Víctor Gómez Pin
He evocado alguna vez en estas páginas La Terra trema, conmovedora historia filmada hace 60 años por Luchino Visconti en paisajes naturales y con protagonistas directos en los pescadores del pueblo meridional de Acci Treza. Vi por vez primera esta película en mis años de estudiante en París, en la cinemateca de la Rue d’ Ulm, a la que se accedía entonces prácticamente de manera gratuita (un franco y un céntimo de franco).

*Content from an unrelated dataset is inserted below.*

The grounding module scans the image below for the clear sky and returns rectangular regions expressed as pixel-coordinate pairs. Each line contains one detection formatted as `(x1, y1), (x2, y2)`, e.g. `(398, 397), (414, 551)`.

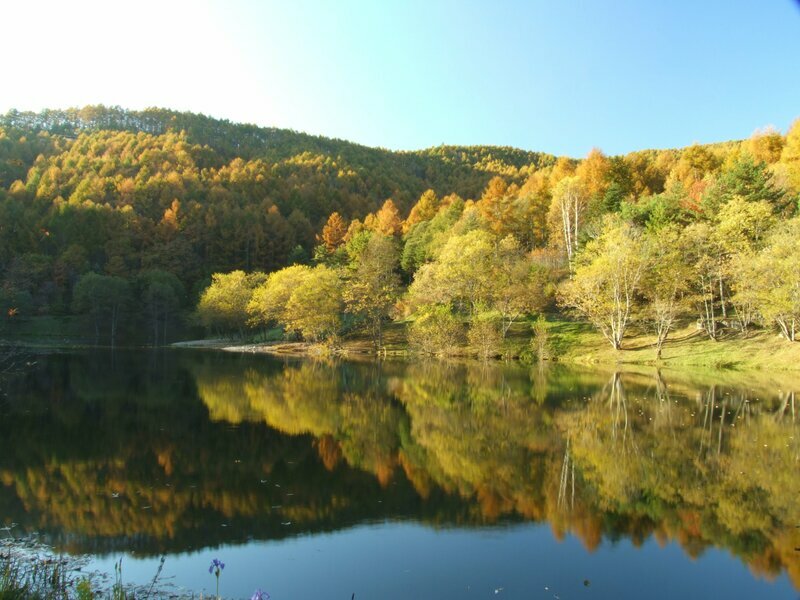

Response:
(0, 0), (800, 156)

También en la rue d’Ulm tuve la ocasión de ver un bellísimo documental de Robert Flaherty sobre unos hombres que, en la isla de Arán, arrancaban a un terreno pedregoso y a un mar feroz los elementos básicos para la subsistencia: algas marinas y carne de tiburón primordialmente.

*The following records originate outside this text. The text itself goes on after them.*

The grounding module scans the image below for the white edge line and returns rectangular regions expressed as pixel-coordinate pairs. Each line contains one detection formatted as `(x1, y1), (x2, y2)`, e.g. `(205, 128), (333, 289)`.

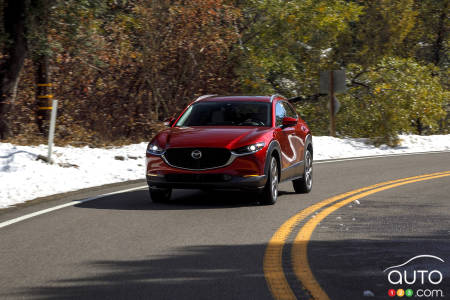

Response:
(383, 254), (445, 273)
(0, 150), (450, 229)
(0, 185), (147, 228)
(313, 150), (450, 164)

Sabía que Flaherty había hecho un filme militante bajo el título Guernica, pero ignoraba entonces que, con anterioridad a ambos, había realizado en los paisajes más extremados de Canadá lo que algunos consideran como el primer documental de la historia, que lleva el título de Nanook el esquimal y que por azar he tenido recientemente ocasión de ver.

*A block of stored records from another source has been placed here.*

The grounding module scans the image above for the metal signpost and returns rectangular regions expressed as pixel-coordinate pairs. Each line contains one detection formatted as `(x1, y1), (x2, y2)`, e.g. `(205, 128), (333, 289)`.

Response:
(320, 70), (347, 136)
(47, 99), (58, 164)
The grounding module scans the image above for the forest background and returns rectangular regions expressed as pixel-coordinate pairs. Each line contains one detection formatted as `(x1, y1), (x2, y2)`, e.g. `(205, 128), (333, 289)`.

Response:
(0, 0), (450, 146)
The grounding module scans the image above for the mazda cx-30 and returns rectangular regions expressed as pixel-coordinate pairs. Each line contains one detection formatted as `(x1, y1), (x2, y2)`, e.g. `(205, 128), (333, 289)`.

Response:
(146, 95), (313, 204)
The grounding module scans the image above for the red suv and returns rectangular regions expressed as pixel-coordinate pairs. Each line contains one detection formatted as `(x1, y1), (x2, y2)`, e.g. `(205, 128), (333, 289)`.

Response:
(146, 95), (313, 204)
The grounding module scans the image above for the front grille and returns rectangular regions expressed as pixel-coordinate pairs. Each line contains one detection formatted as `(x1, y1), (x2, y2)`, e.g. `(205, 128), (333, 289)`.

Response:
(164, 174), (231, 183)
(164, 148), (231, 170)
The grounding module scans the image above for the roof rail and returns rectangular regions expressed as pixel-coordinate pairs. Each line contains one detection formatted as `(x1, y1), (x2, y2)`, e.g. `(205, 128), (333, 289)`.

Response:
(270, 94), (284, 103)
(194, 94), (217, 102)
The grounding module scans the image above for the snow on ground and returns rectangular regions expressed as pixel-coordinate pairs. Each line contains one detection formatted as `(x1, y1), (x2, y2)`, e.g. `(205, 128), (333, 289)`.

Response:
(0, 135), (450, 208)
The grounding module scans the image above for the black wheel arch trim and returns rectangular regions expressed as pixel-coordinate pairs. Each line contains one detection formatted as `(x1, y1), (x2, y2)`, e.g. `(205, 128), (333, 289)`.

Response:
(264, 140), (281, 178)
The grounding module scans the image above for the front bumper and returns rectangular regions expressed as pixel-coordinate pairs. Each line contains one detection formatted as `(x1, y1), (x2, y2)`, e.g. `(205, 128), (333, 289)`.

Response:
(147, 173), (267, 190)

Si Visconti ponía el énfasis en los aspectos sociales que enturbian la relación intrínsecamente conflictiva y hasta trágica con la naturaleza, Flaherty se detiene en este último aspecto. Con gran sobriedad pero infinita precisión, Flaherty convierte la cámara en un ser vivo, que comparte la vida de los protagonistas y su permanente confrontación a lo inmediato: una naturaleza opaca en sí misma, pero terrible a los ojos del hombre, que extrae el alimento a veces literalmente a dentelladas, y que precisamente por desafiarla la ama y la arranca a su opacidad.
Pues, lejos de esa "ternura por las cosas", tan común como abstracta, que quisiera una armonía sin tensión, las imágenes de Robert Flaherty nos golpean con esa verdad, tan sospechada como reprimida, de que sólo lo que supone un reto es susceptible de ser realmente amado. El lector que haya visto el documental evocará al respecto la expresión de serena afirmación, casi de felicidad, en el rostro de Nannock cuando, tras cumplir triunfalmente con su deber de cazador y ofrecer a los suyos un banquete, construye una cabaña de hielo, un "iglú", a la que dota de una ventana transparente por la que se entrevé el rostro coqueto de la madre de sus hijos.